設立は1944年ですが、創業は1878年と古いことからも、山口の方から長き間利用されている地域密着型の信頼度の高い銀行と言えるでしょう。
山口銀行のファクタリングとは?
山口銀行が扱っているファクタリングサービスは下記の2つがあり、利用目的によって選択することができます。
- 通常ファクタリング
- 一括ファクタリング
それでは早速これら2つのファクタリングがどのような取引内容になるのかについて説明していくことにしましょう。
通常ファクタリング
山口銀行のファクタリングで資金調達をする際に選ぶのがこの通常ファクタリングになります。
商品名は「売掛債権流動化」という名称となっています。
その山口銀行の売掛債権流動化という通常ファクタリングの特徴は4社間ファクタリングである点です。

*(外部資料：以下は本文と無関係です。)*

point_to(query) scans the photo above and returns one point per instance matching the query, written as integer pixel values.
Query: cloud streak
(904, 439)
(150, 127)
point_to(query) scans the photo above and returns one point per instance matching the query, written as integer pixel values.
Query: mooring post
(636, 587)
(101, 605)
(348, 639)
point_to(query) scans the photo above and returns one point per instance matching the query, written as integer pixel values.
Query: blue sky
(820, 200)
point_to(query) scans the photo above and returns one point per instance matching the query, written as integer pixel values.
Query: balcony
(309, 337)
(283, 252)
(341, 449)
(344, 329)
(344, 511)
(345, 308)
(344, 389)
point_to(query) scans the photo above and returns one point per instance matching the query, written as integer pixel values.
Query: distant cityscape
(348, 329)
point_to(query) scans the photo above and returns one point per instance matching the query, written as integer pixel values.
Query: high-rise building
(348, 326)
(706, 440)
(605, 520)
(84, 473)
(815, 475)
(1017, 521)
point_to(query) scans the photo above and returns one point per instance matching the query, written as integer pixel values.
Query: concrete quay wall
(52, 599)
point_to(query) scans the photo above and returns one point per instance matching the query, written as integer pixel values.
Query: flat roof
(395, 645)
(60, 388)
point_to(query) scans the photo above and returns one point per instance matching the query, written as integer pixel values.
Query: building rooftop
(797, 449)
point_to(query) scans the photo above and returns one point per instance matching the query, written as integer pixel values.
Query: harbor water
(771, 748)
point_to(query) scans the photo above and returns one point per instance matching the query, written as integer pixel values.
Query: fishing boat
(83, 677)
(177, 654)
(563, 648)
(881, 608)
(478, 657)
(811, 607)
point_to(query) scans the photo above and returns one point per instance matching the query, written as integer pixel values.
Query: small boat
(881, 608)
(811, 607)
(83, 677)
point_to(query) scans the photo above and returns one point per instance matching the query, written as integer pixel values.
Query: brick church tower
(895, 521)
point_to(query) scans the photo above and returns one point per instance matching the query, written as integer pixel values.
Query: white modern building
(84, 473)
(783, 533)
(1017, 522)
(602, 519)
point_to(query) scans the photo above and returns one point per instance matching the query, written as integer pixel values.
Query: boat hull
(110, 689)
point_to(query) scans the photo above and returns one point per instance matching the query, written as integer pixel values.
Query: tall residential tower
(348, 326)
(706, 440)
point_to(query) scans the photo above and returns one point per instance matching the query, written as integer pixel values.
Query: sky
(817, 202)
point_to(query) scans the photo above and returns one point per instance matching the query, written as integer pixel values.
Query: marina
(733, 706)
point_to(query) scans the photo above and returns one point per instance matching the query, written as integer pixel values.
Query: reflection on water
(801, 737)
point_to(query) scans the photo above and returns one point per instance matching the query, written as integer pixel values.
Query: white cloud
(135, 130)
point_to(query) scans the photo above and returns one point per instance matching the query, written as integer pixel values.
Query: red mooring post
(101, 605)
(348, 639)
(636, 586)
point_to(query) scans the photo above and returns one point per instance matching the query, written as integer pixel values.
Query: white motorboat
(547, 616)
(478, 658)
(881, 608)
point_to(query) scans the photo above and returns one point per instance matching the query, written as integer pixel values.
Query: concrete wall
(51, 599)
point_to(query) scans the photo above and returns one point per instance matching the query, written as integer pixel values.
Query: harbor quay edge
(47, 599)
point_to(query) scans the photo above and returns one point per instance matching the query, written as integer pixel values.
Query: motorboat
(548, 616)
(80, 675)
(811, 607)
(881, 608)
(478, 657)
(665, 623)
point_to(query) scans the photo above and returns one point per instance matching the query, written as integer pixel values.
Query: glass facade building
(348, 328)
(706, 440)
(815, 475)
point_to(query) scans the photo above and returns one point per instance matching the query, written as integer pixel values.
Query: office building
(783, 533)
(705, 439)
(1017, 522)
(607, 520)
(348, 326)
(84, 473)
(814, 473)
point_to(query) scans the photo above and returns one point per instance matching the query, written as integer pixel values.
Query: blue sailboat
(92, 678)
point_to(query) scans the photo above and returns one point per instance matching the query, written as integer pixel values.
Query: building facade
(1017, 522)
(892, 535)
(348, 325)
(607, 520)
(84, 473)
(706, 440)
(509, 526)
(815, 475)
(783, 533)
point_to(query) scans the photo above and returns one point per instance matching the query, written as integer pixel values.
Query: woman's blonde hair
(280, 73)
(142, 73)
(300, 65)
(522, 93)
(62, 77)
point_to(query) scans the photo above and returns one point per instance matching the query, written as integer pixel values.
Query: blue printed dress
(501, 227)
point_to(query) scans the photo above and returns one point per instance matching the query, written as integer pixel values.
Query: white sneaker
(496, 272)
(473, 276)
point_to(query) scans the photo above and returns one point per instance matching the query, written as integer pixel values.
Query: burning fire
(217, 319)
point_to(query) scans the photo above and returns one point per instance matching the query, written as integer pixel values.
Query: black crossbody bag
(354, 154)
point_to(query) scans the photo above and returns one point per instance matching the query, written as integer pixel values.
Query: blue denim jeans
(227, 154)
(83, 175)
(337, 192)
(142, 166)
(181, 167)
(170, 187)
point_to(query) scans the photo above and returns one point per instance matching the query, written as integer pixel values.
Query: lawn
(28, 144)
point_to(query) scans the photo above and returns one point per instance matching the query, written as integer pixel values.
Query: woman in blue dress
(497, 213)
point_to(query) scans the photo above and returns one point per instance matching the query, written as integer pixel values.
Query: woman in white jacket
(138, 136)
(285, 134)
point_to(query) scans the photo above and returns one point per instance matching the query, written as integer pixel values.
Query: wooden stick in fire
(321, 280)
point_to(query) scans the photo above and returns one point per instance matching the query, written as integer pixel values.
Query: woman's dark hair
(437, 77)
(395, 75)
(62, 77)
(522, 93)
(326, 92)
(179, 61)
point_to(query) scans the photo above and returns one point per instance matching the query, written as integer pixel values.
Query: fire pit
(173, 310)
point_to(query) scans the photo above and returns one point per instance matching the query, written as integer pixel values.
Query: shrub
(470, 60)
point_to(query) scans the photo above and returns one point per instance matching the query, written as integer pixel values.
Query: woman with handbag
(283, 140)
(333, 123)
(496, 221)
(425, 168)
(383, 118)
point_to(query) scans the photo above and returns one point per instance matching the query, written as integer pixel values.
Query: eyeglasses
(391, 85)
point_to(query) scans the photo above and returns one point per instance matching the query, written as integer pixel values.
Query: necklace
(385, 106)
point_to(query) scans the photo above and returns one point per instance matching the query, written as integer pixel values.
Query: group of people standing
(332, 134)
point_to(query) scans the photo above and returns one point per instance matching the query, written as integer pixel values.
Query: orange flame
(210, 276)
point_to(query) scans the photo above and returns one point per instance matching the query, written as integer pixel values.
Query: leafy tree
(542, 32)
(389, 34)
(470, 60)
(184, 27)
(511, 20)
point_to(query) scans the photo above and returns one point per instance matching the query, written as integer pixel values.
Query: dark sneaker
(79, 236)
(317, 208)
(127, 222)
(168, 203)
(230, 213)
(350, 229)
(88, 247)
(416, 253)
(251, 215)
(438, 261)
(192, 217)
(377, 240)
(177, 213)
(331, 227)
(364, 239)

通常、民間のファクタリング業者では下記いずれかの取引となりますが、山口銀行の場合は多くの民間銀行で見られるSPC(特別目的会社)と下記の3社での取引となります。
- 申込者(債権者)
- 申込者の取引先(債務者)
- 山口銀行
それでは実際にどのような取引が行われているのか、このファクタリング取引の流れを見ていきながら説明していくことにします。
通常ファクタリング取引の流れ
山口銀行のファクタリングで資金調達する際の取引の流れは下記のとおりです。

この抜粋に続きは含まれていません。